Word From Our Editor: How Spotify, Netflix and Amazon Know What You Love
InternetNewsPrivacy and Security February 2, 2017 Andrew Baxter
Playlists and recommendations are the gateway to great discoveries, but just how do they work? We take a look at the science behind the magic.
It’s fair to say we take a lot of pretty amazing technology for granted these days. Self-parking cars? Boring. 100mbps WiFi? Too slow man. Autonomous drones? Meh. And the science that goes on behind the scenes to allow the likes of Spotify, Netflix, Amazon and many more, to know exactly the right kind of music, movie, or product to recommend or curate, is another such marvel that we routinely take for granted.
Spotify
In a recent interview with Wired, software engineer Edward Newett revealed how the Spotify algorithm can determine what tens of millions of people want to listen to every week.
He explained: “There are two parts to how the algorithm works: on one side, every week we’re modelling the relationship of everything we know about Spotify through our users’ playlist data.
“On the other, we’re trying to model the behaviour of every single user on Spotify – their tastes, based primarily on their listening habits, what features they use on Spotify and also what artists they follow. So we take these two things and every Monday we recommend what we think you would like, but might not have heard about.”
So how does the algorithm decide what to offer? “By trying to mimic the behaviour of all of our users when trying to put together their perfect mix, we can leverage Spotify’s two billion playlists, target individual tastes and come up with playlists that will be interesting.”
As Quartz (qz.com) points out, automated music recommendations are hardly new, but somehow Spotify seems to have identified the ingredients of a personalised playlist that make it feel fresh and familiar at the same time. Which of course is potentially a big advantage over competitors like Google, and Apple, who tend to feature the same bottomless catalogue of music, but take very different approaches to picking the best songs for each user.
Neflix
With more than 75 million subscribers in over 190 countries, knowing how to serve up what viewers want is something streaming giant Netflix takes very seriously.
The company employs around 1,000 people based in Silicon Valley who work solely on its personalisation algorithm. It’s so complex that it resets every 24 hours to ensure users discover the exact content they want to watch from an estimated 13,000 titles at any given time.
Speaking to Business Insider, Netflix vice president of product innovation, Chris Jaffe, explained: “We work on constantly making that experience better and better. It’s a unique approach.
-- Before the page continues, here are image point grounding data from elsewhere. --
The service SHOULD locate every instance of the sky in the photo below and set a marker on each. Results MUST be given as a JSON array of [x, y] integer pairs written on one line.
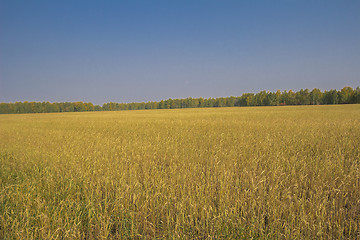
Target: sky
[[148, 50]]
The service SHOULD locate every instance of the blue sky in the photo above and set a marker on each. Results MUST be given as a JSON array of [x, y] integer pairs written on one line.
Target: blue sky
[[134, 51]]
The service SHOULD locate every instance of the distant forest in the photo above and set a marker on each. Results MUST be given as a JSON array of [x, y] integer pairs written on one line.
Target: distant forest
[[347, 95]]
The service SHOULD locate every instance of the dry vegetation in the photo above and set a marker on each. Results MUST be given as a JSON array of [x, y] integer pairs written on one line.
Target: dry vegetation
[[223, 173]]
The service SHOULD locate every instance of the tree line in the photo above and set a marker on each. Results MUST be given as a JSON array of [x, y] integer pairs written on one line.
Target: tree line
[[346, 95]]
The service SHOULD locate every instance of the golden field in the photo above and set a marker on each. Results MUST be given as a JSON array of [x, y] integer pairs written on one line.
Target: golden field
[[217, 173]]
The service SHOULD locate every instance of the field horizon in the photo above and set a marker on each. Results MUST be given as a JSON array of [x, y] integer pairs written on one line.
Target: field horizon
[[283, 172]]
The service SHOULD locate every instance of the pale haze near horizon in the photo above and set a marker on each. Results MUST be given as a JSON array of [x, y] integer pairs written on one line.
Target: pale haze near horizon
[[135, 51]]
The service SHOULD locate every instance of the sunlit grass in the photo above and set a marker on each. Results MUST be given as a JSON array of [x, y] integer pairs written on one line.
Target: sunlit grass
[[261, 172]]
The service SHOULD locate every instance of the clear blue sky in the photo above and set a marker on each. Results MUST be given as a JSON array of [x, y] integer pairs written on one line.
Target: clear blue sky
[[133, 51]]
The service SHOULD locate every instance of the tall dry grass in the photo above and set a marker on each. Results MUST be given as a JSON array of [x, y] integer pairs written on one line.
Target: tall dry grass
[[227, 173]]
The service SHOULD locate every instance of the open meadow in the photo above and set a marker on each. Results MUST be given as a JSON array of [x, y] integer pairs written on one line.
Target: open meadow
[[217, 173]]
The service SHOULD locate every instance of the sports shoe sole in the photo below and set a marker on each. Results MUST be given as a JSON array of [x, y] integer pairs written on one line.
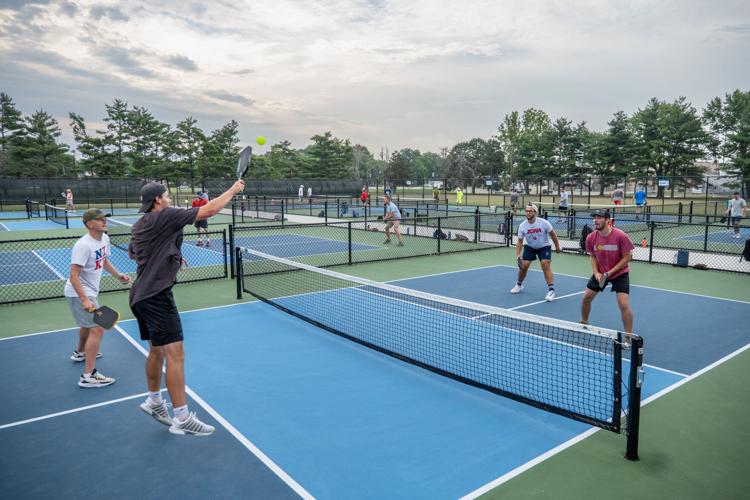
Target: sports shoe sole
[[150, 411]]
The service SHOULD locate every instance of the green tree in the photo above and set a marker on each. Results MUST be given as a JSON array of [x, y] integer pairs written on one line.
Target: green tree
[[220, 153], [11, 123], [729, 126], [186, 142], [36, 152], [117, 135]]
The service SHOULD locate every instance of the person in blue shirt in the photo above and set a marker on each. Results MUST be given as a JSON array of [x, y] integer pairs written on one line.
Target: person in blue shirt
[[639, 197], [392, 219]]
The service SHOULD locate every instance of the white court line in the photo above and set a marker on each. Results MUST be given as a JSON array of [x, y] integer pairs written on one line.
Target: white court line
[[232, 430], [544, 301], [74, 410], [570, 276], [554, 451], [47, 264]]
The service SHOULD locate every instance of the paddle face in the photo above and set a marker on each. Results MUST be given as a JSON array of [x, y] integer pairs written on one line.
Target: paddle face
[[603, 280], [244, 162], [106, 317]]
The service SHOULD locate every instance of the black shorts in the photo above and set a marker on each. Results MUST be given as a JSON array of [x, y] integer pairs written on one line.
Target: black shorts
[[621, 284], [158, 319]]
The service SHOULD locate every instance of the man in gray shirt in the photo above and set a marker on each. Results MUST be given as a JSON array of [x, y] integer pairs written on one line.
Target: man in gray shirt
[[736, 210], [155, 246]]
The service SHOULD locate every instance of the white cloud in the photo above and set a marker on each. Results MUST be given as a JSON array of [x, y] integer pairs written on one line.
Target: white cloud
[[418, 73]]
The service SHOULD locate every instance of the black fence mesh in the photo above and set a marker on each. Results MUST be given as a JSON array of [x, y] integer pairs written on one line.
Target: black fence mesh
[[36, 269]]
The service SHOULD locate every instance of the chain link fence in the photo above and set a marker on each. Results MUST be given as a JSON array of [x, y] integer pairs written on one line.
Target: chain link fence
[[36, 269]]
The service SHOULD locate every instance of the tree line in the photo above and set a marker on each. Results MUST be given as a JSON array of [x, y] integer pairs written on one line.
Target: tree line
[[660, 139]]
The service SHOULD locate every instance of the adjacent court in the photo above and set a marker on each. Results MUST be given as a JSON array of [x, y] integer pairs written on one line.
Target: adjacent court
[[300, 411]]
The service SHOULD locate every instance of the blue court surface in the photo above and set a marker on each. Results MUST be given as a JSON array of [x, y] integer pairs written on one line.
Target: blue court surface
[[301, 411]]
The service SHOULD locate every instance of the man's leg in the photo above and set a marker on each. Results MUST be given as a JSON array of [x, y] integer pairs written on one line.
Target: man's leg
[[83, 335], [93, 341], [588, 297], [175, 356], [623, 300]]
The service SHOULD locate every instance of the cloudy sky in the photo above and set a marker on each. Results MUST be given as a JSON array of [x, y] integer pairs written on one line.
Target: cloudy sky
[[383, 73]]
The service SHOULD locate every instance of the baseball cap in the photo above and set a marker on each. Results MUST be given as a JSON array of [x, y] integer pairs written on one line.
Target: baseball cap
[[149, 192], [94, 214], [600, 212]]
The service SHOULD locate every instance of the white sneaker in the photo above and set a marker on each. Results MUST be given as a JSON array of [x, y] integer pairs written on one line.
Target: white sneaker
[[159, 412], [95, 380], [192, 426], [81, 356]]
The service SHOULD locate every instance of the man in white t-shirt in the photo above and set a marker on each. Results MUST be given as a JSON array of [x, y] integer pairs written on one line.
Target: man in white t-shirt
[[736, 210], [89, 257], [533, 238]]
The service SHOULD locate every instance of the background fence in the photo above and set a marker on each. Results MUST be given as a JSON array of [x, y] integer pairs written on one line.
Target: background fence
[[36, 269]]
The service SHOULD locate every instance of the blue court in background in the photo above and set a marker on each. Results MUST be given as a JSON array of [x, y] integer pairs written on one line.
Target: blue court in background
[[304, 410]]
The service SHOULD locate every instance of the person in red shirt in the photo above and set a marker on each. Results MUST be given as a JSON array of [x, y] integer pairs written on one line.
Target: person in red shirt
[[609, 251], [199, 201]]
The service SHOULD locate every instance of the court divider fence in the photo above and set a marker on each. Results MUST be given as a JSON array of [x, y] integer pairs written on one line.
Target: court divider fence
[[37, 268]]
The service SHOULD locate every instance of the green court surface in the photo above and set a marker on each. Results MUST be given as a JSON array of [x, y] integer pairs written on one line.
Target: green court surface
[[694, 439]]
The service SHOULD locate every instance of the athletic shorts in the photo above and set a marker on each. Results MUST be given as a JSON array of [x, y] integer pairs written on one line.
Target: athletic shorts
[[82, 317], [158, 319], [544, 253], [621, 284]]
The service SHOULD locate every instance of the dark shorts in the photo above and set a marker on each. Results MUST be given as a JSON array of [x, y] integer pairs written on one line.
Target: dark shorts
[[158, 319], [621, 284], [544, 253]]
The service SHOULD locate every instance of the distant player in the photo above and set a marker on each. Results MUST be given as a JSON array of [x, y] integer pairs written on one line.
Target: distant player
[[392, 219], [736, 210], [533, 238], [609, 250]]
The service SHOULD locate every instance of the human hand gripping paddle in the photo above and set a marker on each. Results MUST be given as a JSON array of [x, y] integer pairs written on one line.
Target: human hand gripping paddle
[[603, 280], [106, 317]]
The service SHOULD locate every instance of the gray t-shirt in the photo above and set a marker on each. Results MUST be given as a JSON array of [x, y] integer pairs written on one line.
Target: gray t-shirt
[[155, 246]]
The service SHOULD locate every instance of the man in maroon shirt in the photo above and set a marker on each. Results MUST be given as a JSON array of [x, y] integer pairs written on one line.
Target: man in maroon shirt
[[609, 251]]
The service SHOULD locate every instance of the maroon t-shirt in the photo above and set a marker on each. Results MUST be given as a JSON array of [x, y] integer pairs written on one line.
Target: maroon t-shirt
[[155, 243], [609, 250]]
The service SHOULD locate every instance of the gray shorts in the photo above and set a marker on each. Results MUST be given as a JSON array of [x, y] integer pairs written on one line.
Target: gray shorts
[[83, 318]]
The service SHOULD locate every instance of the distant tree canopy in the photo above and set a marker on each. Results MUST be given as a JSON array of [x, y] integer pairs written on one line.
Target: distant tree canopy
[[661, 139]]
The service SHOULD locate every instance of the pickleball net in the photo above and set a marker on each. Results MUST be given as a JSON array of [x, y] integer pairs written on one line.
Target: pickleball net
[[551, 364]]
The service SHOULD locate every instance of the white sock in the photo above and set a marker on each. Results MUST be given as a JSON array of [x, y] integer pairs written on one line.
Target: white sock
[[180, 413], [154, 398]]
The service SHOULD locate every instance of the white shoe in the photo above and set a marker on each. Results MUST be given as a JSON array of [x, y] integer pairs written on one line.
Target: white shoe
[[95, 380], [159, 412], [191, 426]]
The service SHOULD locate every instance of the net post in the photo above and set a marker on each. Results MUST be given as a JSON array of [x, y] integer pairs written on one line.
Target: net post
[[238, 259], [634, 397], [231, 251]]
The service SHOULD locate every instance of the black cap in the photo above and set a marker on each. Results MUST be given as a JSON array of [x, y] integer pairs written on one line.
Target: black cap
[[149, 192], [601, 212]]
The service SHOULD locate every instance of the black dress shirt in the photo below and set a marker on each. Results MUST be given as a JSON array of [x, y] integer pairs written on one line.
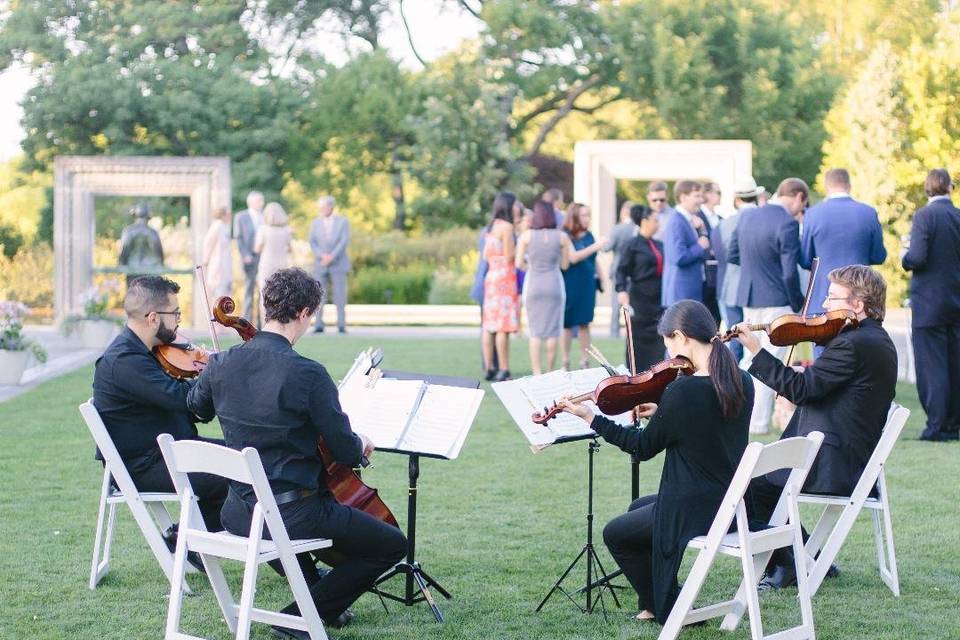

In some companies [that are] evolving the product, the product team might be the driver: the team comes up with the idea, design, builds, launches, and sees what happens. My team can’t make that decision. We come up with the ideas, but what drives product decisions is our customers and what customers do and how they use the product.”
“Even search is personalized on Netflix, with the results influenced by the kinds of things a user has watched and the popularity of a particular title.”
Amazon
It feels like a long time ago that Amazon simply sold stuff (let alone just books). But pretty much since day one, Amazon’s recommendation game has been really strong: amazing levels of content personalisation all served up at lightning speed, contributes billions of dollars in profit through enhanced click through and conversion rates.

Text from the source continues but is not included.